NIEUWEGEIN (The Netherlands) (Pakistan Point news / Sputnik - 19th June, 2019) Investigators of a 2014 crash of a Malaysia Airlines-operated Boeing MH17 will ask Russia and Ukraine to question four suspects named by the Joint Investigation Team (JIT), whose conclusions Russia has called baseless in the past, a JIT coordinator said Wednesday.

"In the short term, we will formally request the Russian Federation to submit summons to the suspects, who are in the Russian Federation. We will also ask Russia to question the suspects about the charges. A similar formal request will be sent to Ukraine," Dutch Chief Prosecutor Fred Westerbeke told a press conference.
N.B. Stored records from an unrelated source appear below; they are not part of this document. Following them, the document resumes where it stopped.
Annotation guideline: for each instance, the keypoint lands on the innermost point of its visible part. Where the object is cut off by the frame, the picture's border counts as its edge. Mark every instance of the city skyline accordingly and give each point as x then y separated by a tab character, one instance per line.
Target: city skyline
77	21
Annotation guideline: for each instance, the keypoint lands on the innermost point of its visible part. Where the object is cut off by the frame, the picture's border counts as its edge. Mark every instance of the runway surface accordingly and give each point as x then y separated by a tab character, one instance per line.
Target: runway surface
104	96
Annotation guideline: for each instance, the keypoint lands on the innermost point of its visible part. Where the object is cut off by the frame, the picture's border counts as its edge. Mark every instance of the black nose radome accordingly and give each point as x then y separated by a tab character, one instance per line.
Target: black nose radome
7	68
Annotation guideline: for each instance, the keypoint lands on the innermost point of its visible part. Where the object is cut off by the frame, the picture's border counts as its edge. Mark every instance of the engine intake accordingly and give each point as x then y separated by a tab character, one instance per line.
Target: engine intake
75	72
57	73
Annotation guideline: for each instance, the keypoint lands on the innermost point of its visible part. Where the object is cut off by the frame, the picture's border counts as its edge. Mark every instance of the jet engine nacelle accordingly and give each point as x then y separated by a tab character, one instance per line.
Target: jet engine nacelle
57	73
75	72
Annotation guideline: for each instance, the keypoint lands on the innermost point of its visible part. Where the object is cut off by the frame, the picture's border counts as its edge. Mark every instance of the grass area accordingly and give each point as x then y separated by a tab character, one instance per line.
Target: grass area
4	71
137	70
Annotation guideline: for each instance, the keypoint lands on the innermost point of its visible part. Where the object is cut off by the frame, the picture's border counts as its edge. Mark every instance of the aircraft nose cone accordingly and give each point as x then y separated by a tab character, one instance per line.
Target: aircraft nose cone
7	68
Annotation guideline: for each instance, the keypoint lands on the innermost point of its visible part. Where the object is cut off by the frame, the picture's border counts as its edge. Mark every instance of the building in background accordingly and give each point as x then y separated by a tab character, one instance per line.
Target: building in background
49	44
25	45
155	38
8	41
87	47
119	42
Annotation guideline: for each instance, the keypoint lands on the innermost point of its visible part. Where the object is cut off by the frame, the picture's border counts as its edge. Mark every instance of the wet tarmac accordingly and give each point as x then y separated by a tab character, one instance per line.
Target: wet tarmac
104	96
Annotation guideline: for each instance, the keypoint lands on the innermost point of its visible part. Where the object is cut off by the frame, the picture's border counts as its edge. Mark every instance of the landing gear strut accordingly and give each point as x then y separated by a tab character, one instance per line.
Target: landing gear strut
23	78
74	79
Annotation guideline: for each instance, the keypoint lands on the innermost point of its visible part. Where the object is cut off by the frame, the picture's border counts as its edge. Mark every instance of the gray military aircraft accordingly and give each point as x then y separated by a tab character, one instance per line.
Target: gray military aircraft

"The following suspects are prosecuted for causing the crash of MH17 leading to the death of all the people on board ... and second, murdering 298 passengers of flight MH17 ... The suspects will have the opportunity to explain their side of the story in court," he said.

The Boeing, which was on a flight from Amsterdam to Kuala Lumpur, crashed near the city of Donetsk in eastern Ukraine on July 17, 2014. All 298 people, mostly from the Netherlands, who were on board the plane were killed. Kiev blamed local militia for the crash, but they said they had no equipment that would allow them to down a plane at that altitude.

The Dutch-led joint investigation team, which does not include Russia, concluded that the plane had been allegedly downed by a Buk missile that belonged to the Russian Armed Forces. Russia has stressed that it gave the Netherlands radar data and documents proving that the missile belonged to Ukraine, but the information was not taken into account.

The Russian Defense Ministry has said that all missiles like the one, whose engine the Dutch-led commission showed, were decommissioned after 2011.

The Russian Foreign Ministry has said that the accusations against Russia were baseless and the investigation was biased and one-sided. Russian President Vladimir Putin has pointed out that Russia was excluded from an investigation of the crash in the east of Ukraine, and Moscow could only recognize the results of the probe if it was a full-fledged participant.